Between all the running clothing and shoes many runners generate, as well as the boom in fast fashion, the reality is that many avenues of recycling are exhausted. I’m honestly not surprised that some of these donated shoes in the article ended up in the international secondhand market.
And items we donate to thrift stores such as Goodwill, the Thrifty Shopper, etc. often only sit for several weeks before being moved to some other location. There are more specifics in the article and I’m just generalizing here for the sake of brevity. Yes, too often the shoes donated are not really usable for anyone anymore. My Speedgoats, for example, are trashed. I’m wearing them with jeans and storing them for the time being, certain that no one will want to wear them lol.
As far as running shoes go, because modern running shoes are made from a variety of materials, they are almost impossible to recycle, other than grinding up for track surfaces. But again, there is only so much demand for track surfaces, and the supply significantly exceeds the demand.
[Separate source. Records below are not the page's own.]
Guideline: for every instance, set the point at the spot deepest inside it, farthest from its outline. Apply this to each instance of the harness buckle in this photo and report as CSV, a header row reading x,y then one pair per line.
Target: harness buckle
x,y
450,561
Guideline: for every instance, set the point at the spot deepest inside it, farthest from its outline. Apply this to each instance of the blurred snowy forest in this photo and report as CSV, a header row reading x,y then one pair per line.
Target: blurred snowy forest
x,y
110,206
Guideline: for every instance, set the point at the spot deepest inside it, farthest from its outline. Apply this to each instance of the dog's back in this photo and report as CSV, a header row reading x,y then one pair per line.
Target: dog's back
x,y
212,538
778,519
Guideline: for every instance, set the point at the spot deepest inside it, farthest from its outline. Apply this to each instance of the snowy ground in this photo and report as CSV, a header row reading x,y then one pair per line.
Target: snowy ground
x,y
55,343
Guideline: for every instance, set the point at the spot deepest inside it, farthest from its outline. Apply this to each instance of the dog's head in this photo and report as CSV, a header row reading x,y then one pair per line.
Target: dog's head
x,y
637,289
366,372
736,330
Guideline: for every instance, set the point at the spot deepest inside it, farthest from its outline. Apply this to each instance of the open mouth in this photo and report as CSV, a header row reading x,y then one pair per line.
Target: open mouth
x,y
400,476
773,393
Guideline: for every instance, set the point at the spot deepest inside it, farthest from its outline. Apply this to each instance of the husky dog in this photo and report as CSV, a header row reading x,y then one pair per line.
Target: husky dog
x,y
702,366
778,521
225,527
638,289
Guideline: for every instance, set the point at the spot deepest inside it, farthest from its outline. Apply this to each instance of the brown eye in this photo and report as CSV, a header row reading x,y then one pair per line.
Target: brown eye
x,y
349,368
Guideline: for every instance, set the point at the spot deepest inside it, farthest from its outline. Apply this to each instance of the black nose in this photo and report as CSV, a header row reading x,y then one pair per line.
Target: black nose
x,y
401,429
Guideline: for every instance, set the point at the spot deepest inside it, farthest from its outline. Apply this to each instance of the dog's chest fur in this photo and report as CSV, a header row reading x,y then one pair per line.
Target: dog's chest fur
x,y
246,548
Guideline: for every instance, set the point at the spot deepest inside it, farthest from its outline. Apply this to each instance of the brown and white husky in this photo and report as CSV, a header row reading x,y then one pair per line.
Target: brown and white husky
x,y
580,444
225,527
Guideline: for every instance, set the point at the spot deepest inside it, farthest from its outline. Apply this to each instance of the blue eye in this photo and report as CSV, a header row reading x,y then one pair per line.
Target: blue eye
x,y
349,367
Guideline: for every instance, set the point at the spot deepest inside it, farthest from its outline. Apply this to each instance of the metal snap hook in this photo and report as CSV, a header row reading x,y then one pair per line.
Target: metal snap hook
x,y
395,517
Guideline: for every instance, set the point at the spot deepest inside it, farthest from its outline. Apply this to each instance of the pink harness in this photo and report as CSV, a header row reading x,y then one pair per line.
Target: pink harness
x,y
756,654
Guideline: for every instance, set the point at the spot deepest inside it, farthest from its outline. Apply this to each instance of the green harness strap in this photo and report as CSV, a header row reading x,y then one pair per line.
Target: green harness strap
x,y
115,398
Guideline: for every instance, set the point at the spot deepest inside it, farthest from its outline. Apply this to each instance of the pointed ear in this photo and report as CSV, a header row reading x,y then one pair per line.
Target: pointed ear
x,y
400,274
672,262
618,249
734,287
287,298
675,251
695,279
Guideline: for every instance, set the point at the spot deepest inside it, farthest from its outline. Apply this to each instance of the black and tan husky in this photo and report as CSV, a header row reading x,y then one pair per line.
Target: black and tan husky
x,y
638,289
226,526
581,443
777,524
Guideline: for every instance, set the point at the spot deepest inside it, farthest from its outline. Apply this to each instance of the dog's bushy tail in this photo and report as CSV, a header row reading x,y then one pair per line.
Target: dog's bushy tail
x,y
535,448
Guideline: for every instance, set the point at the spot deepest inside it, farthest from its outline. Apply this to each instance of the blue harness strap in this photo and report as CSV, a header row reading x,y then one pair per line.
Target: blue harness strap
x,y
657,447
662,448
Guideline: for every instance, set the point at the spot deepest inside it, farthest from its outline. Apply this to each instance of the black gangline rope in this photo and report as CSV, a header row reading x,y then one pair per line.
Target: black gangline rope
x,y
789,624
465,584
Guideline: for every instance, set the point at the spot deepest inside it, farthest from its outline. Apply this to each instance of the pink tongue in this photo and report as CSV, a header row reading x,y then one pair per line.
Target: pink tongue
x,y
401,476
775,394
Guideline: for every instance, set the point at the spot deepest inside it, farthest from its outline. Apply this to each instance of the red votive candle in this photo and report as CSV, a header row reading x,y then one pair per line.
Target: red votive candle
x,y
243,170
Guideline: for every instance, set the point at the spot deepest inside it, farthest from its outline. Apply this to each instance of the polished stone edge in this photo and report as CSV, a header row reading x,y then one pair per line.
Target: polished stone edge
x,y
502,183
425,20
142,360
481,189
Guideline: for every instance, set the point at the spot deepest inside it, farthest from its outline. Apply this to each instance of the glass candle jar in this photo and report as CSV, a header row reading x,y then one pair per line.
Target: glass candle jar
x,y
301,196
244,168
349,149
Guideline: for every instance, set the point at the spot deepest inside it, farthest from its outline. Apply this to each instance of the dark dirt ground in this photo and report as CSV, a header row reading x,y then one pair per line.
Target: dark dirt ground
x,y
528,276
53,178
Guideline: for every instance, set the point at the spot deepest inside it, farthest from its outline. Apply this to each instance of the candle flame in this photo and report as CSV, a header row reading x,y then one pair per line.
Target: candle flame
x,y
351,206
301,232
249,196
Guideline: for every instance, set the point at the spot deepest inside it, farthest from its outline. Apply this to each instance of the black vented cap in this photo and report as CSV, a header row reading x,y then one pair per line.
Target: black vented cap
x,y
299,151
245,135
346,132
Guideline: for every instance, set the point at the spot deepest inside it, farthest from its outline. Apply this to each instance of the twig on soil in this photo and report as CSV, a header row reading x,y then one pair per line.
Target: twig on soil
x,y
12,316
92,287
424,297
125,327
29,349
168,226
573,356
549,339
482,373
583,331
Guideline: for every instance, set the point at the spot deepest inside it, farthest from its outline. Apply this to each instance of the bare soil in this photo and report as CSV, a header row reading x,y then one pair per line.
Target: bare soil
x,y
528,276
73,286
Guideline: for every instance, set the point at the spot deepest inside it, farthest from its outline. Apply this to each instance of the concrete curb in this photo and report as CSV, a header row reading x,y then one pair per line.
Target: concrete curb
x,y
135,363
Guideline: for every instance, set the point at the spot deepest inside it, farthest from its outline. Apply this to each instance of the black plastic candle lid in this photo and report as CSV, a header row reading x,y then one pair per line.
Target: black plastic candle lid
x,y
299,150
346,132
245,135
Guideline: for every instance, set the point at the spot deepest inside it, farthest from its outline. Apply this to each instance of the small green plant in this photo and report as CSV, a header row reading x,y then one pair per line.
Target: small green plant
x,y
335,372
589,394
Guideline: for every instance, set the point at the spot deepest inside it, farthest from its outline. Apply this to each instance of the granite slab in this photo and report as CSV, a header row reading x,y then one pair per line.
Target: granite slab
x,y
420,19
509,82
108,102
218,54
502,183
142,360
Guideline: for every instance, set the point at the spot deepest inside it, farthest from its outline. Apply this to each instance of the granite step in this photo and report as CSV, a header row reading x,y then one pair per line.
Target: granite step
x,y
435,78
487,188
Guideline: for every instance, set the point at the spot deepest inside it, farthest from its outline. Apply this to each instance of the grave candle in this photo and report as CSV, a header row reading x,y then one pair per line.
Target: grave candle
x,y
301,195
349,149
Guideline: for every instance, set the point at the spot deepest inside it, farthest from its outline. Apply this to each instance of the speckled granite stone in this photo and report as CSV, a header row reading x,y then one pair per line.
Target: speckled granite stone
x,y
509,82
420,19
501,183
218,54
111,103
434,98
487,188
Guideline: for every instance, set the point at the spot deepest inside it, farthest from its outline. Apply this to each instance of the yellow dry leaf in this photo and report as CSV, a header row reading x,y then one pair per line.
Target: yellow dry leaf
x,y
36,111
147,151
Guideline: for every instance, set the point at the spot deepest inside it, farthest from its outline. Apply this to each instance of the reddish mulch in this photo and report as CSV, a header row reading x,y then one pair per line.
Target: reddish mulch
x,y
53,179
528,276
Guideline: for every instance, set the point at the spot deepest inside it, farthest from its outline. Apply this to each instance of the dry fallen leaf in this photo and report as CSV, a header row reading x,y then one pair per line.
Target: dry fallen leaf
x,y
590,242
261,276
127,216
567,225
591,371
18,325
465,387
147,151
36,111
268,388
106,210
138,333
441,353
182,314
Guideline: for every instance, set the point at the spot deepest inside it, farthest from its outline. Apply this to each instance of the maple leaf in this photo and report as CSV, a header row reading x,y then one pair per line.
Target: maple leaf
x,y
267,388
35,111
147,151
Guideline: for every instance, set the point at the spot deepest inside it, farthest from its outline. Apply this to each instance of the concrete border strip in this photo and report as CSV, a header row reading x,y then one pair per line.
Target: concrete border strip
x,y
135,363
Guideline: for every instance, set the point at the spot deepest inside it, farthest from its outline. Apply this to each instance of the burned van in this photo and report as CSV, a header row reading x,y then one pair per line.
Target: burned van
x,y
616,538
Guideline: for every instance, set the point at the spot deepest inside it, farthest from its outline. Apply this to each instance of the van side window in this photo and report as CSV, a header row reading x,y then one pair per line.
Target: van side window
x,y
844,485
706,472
Some companies like Adidas are working on shoes with soles and uppers of the same material, so the whole thing can later be ground and regenerated into a new shoe when the previous one wears out. There may also be 3D printing of shoes. But we’re not quite there yet with these technologies.
Anyway, just my two cents.
Definitely a topic near and dear to me, so I appreciate you sharing the article. Appears to be a good example of a company guilty of greenwashing.